Horse-Drawn Carriages Bring the Holidays to Middleburg
Written by Bill Kent | Photos by Sherri Holdridge
“Are the horses real?”
Once or twice a year, carriage driver Kelly Smith hears this question from a child about to take their first carriage ride. “When kids see the horses, even if it isn’t for the first time, their eyes light up. I tell them the horses are not only real, but they have names and are meetable and petable,” she says. “Then, if the parents permit, I take the kids up to the horses and introduce them.”
As she brings the kids around the four-seater carriage to visit the two Haflinger horses, Al and Bo, she glances at the kids to make sure no one is holding, or hiding, a dried fruit or candy bar. Smith treats Al and Bo to granola bars and apple wafers only at the end of the day. “When I do a wedding, I tell the bride to hold the floral bouquet close, or the horses might think it’s a snack,” she adds.
Smith’s ability to “watch and listen in all directions at once” has been honed for more than 20 years as a carriage driver for Front Royal’s Shenandoah Carriage Company. After starting as a trainee in 2003 and advancing to groom and driver in 2005, Smith bought the company in 2017.

With Middleburg now at its holiday season peak, this is the first year that Shenandoah Carriage will be providing Middleburg’s winter carriage service. Throughout December, Smith and fellow carriage driver Corrine Rohrbaugh will take up to four people on 15-minute carriage rides down Washington Street with Al and Bo or fellow Haflingers Rusty and Dusty. The carriages board in front of the Middleburg Museum at 12 N. Madison Street.
The job was previously done by Harmon’s Carriages and Training of Brandy Station, which was, until the retirement of Scott and Sue Harmon, Hunt Country’s largest carriage company. The couple had taken the reins from Scott’s mother, Midge, after her passing. Linda Winder, who with her late husband, Art, founded Shenandoah Carriage, admires the Harmons’ 46-year run. “They were the biggest carriage company in Virginia and were very well respected,” says Winder, who remains Shenandoah’s office manager. “When we got started in 2000, Midge Harmon referred many jobs to us. She was a very kind-hearted, wonderful person.”
Though they’re new to the Middleburg holiday carriage circuit, Smith and Rohrbaugh know the town well, having featured in numerous weddings here in addition to working with the Salamander Resort and appearing in Middleburg’s Christmas parade, where Rohrbaugh once prevented one of her horses from taking a nibble out of the costumed Grinch marching just ahead.
“As soon as the Grinch saw what was going on, he interacted with us and it became part of the parade. Honestly, there are so many times I love this job,” Rohrbaugh says.
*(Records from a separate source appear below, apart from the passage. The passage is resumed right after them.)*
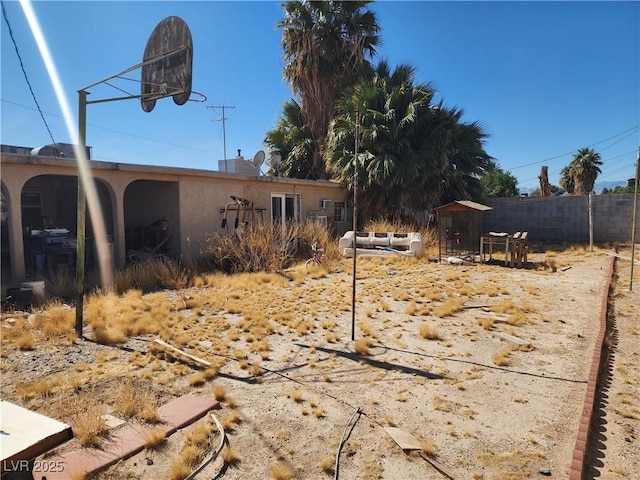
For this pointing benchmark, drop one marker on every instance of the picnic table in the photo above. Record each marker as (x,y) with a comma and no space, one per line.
(515,247)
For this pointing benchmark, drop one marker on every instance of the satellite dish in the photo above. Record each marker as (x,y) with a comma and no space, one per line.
(169,52)
(274,163)
(258,158)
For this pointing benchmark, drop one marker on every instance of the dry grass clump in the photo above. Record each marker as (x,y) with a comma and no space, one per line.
(151,274)
(25,341)
(327,463)
(501,358)
(295,395)
(195,447)
(428,332)
(448,307)
(486,322)
(131,400)
(154,439)
(261,246)
(219,391)
(428,448)
(281,471)
(362,345)
(88,423)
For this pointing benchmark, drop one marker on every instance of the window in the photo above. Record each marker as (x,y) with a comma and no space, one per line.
(31,203)
(340,211)
(285,207)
She continues, “Though the horses work together, to me, they’re all different, with different personalities. Some like to put on a show. Others are quite serious about what they’re doing. What they all love is the attention they get, even when they’re not moving.”
In addition to weddings, parades, and holiday carriage rides, Shenandoah also does pro bono work for charitable foundations, some of which provide disadvantaged and special needs children with their first contact with horses. “We get children who have never been up close to a horse, and they are simply in awe,” Smith recalls. “The horses sense that and want to show the kids that they are as special and wonderful as the kids feel they are.”
One such foundation, a Stephens City branch of the national charity Personal Ponies, was what first inspired Art and Linda Winder to get into the carriage business. “This is not, and never has been, something you do for the money,” Linda says. “You do it for the joy it brings people.”
The company has also offered ghostly Halloween hayrides, driven through county fairs and suburban neighborhoods, visited assisted living facilities, featured at birthday parties, and delivered numerous Santas to shopping malls.
Driving visitors through Middleburg is certainly enjoyable, Smith adds, but it isn’t always peaceful. “We’re constantly training and retraining the horses to keep them familiar with public places and contact with people. So I’m always thinking 20 steps ahead for anything that could make a loud noise, jut in front, or surprise them in any way.”
Just seeing a carriage can raise holiday spirits. John Schwarzman, vice president of Sales Up, has Shenandoah’s horses and carriages, with Santa Claus featured prominently in the back seat, bring Christmas cheer to each of his company’s four shopping centers in Northern Virginia and one in Maryland.

Shenandoah’s drivers, he says, “are 100% dedicated to safety and customer service. Their staff members are well trained, polite, and responsive, which makes a huge difference when we are out at one of these events with all kinds of people in all kinds of weather. The rides have become a holiday tradition for many families. People are all smiles.”
Schwarzman himself has even taken a ride once, “just for fun.”
On most weekends in the spring and fall, Smith and Rohrbaugh do weddings. “When we’re taking the bride and groom from the church to the reception, or from the reception to their hotel,” Smith says, “I can hear them relaxing, unwinding from all the pressure and excitement. They’re having the first peaceful moment of their married life together.”
That’s when Smith lets the horses go slow. “You want to make those moments last,” she says. ML
Published in the December 2025 issue of Middleburg Life.